>I've also studied history (BS degree) and I seem to always been the one who usually ends up GMing in any RPG group I join. There is likely at least some degree of corelation, there.
>As to whether this helped in assembling the future history of Traveller, I would say that's fairly certain. The structure of the OTU and even that of individual adventures seems to have been inspired by >elements from both Roman and British imperial histories.
I do vaguely recalled Decline and Fall being an inspiration but I can't remember where I read it. Or if I'm just getting muddled up with Asimov's well-known inspiration from DaF for his Foundation series.
>If one assumes that the basic nature of humanity will not change drastically in the future (e.g. transhuman memes such as the technological singularity and/or humanity "ascending" to an "better" stage >of existence via nanotechnology do not occur)
I do find this kind of future quite hard to imagine - even after reading some Stross.
(Without have read him or it beforehand, I chose 'Accelerando' from the (limited) list we get for our Library book group. I had assumed I was just inflicting some bog-standard SF on them. As it turned out, even I struggled to follow it and six years later hardly a monthly book group meeting goes past without 'Accelerando' being brought up as the most unreadable, ununderstandable, unenjoyable book we've ever tackled! (I didn't think it was *that* bad, but novice SF readers had a different view. Perhaps quite fairly).
> then study of the past is an excellent source of ideas for what may happen in the future. As the old proverb goes "there is nothing new under the sun."
I do occasionally ask myself if I should write *anything* given it sometimes feels like we've been here before. But it's all in the telling. Felbrigg Herriot recently ran a really excellent online chat game of Traveller called The Experiments (which I think he has just published on DriveThru - must check). It had certain features in common with a game Ed Quick ran a few years back at TravCon but between our characters and the exact detail, the experiences were different enough that I now have two great memories of waking up in some disorientation, in an unfamiliar 'facility', with 'things' out to get me... :-)

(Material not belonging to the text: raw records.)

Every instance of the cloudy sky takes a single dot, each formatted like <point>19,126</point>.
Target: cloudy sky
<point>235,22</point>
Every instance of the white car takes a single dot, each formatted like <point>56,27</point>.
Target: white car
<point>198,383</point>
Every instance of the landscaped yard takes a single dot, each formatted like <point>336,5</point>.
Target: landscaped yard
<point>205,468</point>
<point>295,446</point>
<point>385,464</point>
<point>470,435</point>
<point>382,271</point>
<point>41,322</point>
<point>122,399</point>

>>Would I be better at the future if I read and studied more
>>history (which was never a favourite at school but is becoming increasingly
>>interesting to me now a little late in the game)?
>I think so. See above.
As noted just now, I'm on the case. I recently picked up a history of World War II by Hart and have dipped briefly into a couple of bits and am finding it immensely readable.
>>Do I need to get my ideas for adventures/characters/whatever
>>down now, l as quickly as possible, before the ability to envision the future
>>begins to fade?! (Or is this kind of fictional invention different to imagining what could be a 'real' future?)

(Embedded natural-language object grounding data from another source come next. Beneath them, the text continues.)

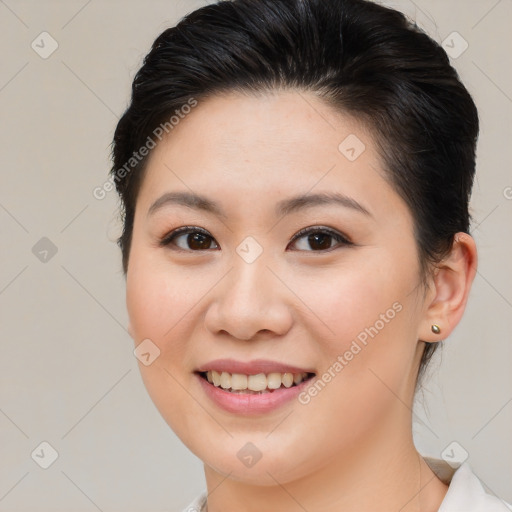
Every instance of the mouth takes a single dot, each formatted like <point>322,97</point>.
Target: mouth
<point>255,384</point>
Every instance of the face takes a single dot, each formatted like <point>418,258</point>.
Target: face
<point>314,299</point>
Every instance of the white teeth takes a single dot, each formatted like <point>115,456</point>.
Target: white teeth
<point>256,383</point>
<point>287,379</point>
<point>225,380</point>
<point>274,380</point>
<point>238,381</point>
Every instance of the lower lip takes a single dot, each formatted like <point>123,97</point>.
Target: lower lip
<point>248,403</point>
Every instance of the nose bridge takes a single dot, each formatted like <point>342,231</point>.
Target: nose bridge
<point>250,299</point>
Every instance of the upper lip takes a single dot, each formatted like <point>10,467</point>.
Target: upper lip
<point>250,367</point>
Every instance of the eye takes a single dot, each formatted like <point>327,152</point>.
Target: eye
<point>190,238</point>
<point>319,239</point>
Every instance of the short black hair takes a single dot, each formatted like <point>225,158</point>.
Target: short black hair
<point>361,58</point>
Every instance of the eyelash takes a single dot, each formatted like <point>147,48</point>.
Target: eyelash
<point>338,237</point>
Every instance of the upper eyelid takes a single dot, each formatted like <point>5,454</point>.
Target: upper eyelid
<point>183,230</point>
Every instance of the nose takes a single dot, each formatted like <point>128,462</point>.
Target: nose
<point>249,302</point>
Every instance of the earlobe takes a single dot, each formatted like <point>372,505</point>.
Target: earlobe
<point>451,286</point>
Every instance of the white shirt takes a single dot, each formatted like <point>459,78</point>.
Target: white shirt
<point>465,491</point>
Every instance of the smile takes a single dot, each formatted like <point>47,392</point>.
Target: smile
<point>249,388</point>
<point>254,384</point>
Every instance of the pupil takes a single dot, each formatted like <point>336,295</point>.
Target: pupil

>While our brains do tend to get less flexible as time goes on, there are ongoing experiements with delaying or even reversing this effect. For example, luminosity.com . Also, there will always be >newspapers (or the electronic equivalent). If you find yourself stuck for adventure ideas, just pick a real world story about something particularly stupid that criminals actually did, then think to yourself, >"Alright. What were the steps which led my PCs to this particular bit of insanity?"
will check out luminosity.com thank you.
And I do like the newspaper idea. In my once a year Traveller lecture I take the day's newspaper headlines and 6 'typical' Traveller character types and invite the students to pick one from one list and one from the other (and one from a UPP string list) and come up with their own three sentence adventure seed.